Where does work product live between agent steps?
What context does each agent see, and what is it explicitly excluded from seeing?
How do agents coordinate without stepping on each other’s context windows?
What happens when an agent produces bad output or a call fails?
How is cost tracked, bounded, and controlled?

The LLM is a reasoning engine. The harness is the system that makes it useful. Every serious agent deployment is built on one explicitly designed or accidentally accumulated. The explicit version is faster, cheaper, and easier to debug.

The five components

A well-designed harness composes five concepts. Each one is a solution to a specific failure mode that emerges when you try to run agents in production.

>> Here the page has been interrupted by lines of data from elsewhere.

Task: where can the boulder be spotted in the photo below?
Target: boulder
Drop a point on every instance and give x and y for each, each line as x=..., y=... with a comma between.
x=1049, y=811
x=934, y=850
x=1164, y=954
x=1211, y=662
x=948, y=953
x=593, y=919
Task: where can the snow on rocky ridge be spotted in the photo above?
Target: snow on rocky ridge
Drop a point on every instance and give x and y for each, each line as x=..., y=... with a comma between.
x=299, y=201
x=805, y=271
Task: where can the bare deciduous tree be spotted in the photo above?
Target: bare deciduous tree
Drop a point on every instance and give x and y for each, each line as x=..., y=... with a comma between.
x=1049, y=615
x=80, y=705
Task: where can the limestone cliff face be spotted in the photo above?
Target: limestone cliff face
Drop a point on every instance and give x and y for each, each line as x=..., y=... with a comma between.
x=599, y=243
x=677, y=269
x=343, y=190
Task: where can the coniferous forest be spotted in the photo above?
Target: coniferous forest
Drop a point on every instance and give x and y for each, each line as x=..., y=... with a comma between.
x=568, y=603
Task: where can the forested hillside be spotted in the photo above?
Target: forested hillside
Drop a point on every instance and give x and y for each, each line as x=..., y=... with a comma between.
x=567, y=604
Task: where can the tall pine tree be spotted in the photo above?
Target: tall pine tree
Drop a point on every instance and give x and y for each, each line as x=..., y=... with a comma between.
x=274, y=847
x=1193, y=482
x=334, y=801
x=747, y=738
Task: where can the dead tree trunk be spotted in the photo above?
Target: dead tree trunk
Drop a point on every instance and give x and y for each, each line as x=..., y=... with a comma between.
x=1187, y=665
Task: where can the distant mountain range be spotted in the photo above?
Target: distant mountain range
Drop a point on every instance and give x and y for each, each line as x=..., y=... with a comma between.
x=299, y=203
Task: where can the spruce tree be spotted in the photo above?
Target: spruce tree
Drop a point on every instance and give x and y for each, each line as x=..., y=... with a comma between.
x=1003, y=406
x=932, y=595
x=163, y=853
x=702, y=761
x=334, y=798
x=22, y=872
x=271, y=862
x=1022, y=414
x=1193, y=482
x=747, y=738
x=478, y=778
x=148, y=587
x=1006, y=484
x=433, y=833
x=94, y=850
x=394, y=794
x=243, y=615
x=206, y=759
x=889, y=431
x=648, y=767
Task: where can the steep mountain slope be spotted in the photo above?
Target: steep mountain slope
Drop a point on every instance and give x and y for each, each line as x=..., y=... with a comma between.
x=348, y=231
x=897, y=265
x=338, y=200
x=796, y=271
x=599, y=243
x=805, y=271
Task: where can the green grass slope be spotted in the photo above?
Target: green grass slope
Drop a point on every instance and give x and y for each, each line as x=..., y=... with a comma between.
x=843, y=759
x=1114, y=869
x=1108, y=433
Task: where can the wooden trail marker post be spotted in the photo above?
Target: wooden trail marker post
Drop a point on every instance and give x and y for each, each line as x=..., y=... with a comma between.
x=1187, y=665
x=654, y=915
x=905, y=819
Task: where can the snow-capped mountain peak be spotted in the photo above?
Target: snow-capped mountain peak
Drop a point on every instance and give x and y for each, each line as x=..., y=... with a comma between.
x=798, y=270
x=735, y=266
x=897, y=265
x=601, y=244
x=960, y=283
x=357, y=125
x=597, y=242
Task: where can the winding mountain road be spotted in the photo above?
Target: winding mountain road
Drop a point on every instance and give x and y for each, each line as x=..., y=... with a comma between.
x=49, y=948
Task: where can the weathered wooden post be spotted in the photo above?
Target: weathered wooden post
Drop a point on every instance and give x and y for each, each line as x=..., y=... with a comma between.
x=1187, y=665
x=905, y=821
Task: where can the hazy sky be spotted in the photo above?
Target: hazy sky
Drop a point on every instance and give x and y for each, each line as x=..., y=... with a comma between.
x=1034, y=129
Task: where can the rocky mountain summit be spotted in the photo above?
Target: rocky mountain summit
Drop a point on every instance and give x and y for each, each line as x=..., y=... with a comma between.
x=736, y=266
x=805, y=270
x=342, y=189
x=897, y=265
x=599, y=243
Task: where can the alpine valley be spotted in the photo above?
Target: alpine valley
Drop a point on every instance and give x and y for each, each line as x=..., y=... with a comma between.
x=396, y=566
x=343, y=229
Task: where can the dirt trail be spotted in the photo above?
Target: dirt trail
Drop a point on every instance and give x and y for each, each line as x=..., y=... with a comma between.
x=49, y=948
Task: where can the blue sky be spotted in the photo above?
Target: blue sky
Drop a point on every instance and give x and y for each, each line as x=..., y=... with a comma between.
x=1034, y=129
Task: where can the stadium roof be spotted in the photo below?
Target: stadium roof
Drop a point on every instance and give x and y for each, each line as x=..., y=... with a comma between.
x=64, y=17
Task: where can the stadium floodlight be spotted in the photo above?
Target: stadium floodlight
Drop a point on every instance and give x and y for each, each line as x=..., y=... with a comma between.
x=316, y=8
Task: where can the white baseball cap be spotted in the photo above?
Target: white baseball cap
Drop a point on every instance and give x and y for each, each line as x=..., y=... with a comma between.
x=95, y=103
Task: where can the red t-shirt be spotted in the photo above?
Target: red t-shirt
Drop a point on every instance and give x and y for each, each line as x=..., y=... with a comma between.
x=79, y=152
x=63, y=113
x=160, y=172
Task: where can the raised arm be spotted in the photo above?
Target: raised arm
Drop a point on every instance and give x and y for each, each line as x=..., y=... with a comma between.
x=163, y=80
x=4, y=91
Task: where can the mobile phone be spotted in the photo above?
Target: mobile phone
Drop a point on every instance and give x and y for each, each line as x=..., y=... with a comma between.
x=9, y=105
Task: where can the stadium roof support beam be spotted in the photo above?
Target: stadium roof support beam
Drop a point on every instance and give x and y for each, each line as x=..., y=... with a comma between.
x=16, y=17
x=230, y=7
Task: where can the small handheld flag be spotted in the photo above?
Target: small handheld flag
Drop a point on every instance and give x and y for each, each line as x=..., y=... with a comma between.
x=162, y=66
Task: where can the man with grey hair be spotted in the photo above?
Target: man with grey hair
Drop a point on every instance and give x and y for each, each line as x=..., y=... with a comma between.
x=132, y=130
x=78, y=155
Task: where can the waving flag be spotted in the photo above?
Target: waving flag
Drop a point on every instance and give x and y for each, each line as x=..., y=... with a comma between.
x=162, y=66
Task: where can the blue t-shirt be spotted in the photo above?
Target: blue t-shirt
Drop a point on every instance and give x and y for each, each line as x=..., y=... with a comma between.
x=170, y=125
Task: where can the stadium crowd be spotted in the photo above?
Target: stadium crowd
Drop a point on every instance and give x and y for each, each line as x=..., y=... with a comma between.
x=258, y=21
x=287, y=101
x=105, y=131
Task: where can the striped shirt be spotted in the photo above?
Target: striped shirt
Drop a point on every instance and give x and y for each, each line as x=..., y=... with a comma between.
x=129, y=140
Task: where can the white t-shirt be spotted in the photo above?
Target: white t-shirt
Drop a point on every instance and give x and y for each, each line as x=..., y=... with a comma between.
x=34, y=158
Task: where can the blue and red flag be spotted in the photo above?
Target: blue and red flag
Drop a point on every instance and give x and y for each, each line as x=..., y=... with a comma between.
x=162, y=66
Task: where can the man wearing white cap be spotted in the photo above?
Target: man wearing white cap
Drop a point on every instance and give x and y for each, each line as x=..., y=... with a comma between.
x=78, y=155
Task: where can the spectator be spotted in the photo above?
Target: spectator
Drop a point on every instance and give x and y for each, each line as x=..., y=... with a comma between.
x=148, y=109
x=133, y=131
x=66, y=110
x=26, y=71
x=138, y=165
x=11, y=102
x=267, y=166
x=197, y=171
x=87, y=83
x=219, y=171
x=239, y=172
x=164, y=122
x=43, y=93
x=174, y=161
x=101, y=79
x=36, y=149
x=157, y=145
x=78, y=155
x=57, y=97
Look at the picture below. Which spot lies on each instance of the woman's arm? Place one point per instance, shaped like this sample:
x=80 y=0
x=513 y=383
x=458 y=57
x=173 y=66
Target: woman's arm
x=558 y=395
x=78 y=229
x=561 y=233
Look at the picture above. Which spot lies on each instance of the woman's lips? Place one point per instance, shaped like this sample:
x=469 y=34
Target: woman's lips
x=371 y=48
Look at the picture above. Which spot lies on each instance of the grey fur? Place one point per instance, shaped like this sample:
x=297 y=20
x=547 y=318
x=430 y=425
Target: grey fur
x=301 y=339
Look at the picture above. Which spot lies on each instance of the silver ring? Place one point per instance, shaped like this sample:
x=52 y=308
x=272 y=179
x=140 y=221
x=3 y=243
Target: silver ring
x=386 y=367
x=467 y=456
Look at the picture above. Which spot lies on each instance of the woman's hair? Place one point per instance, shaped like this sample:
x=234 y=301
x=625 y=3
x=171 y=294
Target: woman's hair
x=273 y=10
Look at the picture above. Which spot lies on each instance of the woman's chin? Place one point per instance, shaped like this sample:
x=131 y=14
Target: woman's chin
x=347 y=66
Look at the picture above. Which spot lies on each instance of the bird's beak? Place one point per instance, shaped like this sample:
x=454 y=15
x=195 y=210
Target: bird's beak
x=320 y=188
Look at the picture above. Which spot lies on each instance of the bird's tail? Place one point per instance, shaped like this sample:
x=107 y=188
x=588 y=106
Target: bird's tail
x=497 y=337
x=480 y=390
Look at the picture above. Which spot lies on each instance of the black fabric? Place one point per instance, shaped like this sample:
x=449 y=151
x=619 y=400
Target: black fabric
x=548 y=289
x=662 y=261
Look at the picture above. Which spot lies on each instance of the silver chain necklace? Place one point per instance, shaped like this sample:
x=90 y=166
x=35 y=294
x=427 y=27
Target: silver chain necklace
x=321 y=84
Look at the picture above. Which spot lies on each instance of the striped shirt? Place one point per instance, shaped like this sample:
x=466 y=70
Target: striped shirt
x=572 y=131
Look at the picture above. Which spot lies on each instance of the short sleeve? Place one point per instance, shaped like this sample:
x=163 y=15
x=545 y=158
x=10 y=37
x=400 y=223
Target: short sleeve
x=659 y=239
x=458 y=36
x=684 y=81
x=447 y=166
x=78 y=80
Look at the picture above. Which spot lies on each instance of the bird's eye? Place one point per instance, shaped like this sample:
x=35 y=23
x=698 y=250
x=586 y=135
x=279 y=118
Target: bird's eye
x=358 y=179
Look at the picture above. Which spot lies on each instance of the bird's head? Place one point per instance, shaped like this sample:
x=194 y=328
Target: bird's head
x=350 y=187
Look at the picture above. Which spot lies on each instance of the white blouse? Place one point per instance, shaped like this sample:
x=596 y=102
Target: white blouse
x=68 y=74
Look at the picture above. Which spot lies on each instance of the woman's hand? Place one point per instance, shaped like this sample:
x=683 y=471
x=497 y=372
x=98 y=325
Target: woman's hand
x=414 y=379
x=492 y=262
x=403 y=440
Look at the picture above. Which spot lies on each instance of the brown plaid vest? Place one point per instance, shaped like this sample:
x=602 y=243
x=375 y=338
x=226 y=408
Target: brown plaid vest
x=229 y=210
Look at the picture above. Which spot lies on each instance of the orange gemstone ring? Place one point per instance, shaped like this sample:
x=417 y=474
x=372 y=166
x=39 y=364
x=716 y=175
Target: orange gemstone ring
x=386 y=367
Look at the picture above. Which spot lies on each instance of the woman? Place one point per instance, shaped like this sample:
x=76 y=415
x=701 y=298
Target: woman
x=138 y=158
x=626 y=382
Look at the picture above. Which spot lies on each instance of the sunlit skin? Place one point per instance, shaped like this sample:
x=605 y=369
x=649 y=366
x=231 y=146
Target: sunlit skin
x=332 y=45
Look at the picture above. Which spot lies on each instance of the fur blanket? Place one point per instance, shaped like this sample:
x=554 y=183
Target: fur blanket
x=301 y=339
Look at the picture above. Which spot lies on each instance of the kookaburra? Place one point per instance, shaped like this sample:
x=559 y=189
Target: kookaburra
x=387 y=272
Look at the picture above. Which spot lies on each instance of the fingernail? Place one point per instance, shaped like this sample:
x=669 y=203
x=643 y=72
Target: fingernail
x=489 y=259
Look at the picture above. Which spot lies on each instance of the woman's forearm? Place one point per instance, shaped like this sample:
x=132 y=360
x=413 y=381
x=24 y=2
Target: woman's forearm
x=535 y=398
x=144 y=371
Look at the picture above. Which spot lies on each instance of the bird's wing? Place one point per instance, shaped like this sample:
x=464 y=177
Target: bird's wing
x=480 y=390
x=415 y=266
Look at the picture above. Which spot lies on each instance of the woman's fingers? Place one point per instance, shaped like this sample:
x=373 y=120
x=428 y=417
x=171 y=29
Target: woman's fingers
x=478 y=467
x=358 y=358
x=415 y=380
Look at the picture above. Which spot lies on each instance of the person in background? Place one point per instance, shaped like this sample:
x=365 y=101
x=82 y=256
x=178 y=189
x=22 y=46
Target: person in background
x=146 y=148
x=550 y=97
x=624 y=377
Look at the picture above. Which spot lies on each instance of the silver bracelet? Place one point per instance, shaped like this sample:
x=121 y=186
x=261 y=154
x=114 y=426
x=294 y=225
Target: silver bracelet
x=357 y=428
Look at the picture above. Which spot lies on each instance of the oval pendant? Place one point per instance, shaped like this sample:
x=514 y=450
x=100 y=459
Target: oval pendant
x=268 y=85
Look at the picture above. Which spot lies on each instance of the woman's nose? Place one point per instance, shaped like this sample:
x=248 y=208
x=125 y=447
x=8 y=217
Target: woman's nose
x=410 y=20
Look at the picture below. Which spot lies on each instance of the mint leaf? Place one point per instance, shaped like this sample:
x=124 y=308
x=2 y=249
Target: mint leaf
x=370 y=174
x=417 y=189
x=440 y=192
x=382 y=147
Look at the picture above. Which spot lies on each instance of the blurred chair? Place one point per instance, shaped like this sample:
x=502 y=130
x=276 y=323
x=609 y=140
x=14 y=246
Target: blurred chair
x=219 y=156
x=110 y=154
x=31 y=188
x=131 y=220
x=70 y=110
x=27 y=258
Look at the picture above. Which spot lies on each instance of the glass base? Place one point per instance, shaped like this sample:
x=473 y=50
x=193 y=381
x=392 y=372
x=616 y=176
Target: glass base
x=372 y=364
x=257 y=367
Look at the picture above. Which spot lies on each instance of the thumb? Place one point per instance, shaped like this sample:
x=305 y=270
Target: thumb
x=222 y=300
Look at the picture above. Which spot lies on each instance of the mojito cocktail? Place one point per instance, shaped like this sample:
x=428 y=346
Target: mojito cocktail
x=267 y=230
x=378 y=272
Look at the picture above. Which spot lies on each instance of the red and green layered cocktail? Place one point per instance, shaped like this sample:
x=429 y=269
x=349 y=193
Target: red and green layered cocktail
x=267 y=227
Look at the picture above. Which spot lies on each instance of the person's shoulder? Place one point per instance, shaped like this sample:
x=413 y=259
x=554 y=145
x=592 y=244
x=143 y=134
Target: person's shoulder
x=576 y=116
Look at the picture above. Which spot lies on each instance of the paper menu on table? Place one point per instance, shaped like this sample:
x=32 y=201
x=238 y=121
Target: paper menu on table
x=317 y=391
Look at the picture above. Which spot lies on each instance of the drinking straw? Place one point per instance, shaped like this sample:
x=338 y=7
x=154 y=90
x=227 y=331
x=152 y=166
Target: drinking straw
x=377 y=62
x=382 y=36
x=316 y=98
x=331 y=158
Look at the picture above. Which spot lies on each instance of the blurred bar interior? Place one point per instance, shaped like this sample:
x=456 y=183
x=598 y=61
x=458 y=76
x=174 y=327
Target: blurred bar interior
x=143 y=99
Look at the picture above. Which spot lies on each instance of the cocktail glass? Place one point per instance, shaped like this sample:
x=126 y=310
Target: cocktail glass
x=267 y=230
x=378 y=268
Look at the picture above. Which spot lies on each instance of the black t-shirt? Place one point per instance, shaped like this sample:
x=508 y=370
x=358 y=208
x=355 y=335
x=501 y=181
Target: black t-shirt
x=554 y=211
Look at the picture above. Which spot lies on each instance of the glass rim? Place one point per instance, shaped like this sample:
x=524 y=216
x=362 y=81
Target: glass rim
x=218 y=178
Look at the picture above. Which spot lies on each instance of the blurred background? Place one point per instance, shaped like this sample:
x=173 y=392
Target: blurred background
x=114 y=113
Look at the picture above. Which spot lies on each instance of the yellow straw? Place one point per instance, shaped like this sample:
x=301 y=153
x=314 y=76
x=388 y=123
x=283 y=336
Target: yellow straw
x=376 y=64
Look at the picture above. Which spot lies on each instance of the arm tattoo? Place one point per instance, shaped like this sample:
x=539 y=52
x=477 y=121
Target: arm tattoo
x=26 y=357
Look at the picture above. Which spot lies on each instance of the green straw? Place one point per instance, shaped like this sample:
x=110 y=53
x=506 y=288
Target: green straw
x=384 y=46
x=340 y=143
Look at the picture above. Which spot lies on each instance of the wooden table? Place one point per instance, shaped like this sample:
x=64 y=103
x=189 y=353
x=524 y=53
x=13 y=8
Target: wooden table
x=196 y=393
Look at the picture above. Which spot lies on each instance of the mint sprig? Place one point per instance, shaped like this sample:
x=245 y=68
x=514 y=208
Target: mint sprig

Agent Harness: The Five Components

The five components are:

**Orchestrator: ** reads the brief, delegates in sequence, verifies completion, reports done
**Subagents: **isolated execution contexts, each with one job and one output artifact
**Skills: ** per-agent knowledge documents that define role, output format, and rules
**Backend: **the shared virtual filesystem where agents pass work product between steps
**Context Engineering: ** the discipline of controlling what each agent sees, when, and in what order

Understanding why each component exists is more useful than memorizing the API. The design decisions that follow from understanding the why are the ones that scale.

Part 2: Backends

The backend is the state management layer of the harness. It answers the question every multi-agent system must answer: where does work product live?

The problem with message-passing state

The naive approach is to pass agent outputs through conversation messages. Agent A produces structured insights and returns them. The orchestrator stores the response and passes it to Agent B as message content.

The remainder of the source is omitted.